The state-run China News Service said 34 miners were riding in the carriages when the cable broke, overturning the carriages in the mine in Baiyin city in Gansu province. It said 14 miners were rescued.
Safety improvements have reduced deaths in recent years, but safety rules are often ignored and accidents are still common.
According to AFP, officials who oversee the mine refused to comment. China’s mines remain the deadliest in the world:
Officials at the Baiyin city work safety administration, which oversees the Qusheng mine, refused to comment when contacted by AFP.
But its mines are among the deadliest in the world because of lax regulation, corruption and inefficiency.

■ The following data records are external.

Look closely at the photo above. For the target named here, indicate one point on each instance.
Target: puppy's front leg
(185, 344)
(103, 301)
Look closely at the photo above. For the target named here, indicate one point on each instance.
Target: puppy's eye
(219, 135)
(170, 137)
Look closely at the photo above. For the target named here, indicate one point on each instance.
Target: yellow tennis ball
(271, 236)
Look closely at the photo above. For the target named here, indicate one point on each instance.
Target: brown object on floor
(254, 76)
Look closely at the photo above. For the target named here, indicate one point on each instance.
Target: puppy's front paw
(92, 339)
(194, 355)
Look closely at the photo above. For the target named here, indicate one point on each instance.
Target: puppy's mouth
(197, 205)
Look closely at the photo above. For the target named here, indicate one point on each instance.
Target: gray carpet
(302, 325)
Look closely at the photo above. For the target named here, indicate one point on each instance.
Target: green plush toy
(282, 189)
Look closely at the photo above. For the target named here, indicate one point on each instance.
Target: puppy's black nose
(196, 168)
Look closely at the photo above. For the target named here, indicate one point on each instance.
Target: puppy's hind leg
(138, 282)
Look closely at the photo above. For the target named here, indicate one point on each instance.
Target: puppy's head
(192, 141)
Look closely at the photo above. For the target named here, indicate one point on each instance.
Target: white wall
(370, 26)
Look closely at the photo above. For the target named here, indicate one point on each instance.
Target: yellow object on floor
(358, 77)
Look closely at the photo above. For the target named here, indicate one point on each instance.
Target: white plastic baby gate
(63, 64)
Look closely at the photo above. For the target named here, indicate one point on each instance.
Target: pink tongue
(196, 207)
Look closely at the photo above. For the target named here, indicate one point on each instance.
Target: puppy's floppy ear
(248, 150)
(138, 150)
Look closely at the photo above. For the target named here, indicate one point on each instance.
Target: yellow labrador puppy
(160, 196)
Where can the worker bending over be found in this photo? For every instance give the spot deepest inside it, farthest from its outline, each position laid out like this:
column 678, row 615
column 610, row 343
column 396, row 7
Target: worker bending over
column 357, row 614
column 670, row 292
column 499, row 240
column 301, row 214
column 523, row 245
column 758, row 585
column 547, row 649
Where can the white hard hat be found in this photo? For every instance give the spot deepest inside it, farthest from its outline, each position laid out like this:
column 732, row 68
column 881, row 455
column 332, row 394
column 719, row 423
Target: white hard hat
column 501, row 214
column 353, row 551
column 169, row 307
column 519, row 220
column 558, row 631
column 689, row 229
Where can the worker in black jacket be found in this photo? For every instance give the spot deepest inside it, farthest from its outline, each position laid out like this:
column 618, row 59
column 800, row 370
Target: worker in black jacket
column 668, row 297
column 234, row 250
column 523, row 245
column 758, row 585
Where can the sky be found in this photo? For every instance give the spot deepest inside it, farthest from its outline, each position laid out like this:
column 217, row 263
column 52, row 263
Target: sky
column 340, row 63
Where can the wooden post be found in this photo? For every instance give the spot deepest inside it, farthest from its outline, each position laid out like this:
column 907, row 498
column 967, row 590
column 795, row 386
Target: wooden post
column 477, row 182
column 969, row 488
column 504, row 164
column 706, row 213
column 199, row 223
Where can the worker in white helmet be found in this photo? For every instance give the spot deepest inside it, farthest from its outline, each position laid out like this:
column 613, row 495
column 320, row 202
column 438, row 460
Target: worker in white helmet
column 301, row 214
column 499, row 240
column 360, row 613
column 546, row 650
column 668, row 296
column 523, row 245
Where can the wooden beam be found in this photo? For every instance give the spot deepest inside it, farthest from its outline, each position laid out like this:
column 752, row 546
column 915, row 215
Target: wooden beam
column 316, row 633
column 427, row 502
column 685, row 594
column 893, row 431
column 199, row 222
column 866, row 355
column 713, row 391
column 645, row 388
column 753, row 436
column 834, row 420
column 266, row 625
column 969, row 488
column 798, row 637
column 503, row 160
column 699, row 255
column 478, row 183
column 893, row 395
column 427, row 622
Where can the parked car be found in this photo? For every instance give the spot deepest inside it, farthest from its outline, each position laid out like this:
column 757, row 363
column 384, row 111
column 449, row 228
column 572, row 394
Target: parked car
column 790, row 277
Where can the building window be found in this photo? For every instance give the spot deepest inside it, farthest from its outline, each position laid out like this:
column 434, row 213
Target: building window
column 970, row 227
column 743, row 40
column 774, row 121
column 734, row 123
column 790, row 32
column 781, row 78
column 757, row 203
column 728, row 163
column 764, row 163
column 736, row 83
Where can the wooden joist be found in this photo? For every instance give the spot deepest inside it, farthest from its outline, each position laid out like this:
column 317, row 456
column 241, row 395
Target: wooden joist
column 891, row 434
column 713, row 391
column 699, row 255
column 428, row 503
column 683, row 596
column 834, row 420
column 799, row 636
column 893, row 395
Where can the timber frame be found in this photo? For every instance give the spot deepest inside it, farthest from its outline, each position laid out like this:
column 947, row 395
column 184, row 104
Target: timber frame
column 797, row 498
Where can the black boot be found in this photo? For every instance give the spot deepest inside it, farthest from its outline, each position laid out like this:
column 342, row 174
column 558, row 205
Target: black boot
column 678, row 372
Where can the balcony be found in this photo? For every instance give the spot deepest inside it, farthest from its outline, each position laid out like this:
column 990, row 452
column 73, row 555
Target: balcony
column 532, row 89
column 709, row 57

Accidents are common because safety is often neglected by bosses seeking quick profits.
According to the latest official figures, 1,973 people died in coal mining accidents in China in 2011, a 19 percent fall on the previous year.
But labour rights groups say the actual death toll is likely to be much higher, partly due to under-reporting of accidents as mine bosses seek to limit their economic losses and avoid punishment.
Aside from the accident in Gansu, China Daily reports a total of 22 miners trapped after three separate accidents:
Eleven people were trapped after a fire at Longshan Coal Mine in Shuangyashan, Heilongjiang province, on Saturday morning. Residents reported the accident to authorities on Sunday.
Another five miners were trapped when a ceiling collapsed at a mine in Zibo, Shandong province, on Sunday.
Meanwhile, a gas explosion injured 13 miners at a coal mine in Anshun, Guizhou province, on Sunday night.
Compared with the same period last year, 36 fewer accidents occurred and 142 fewer miners were killed.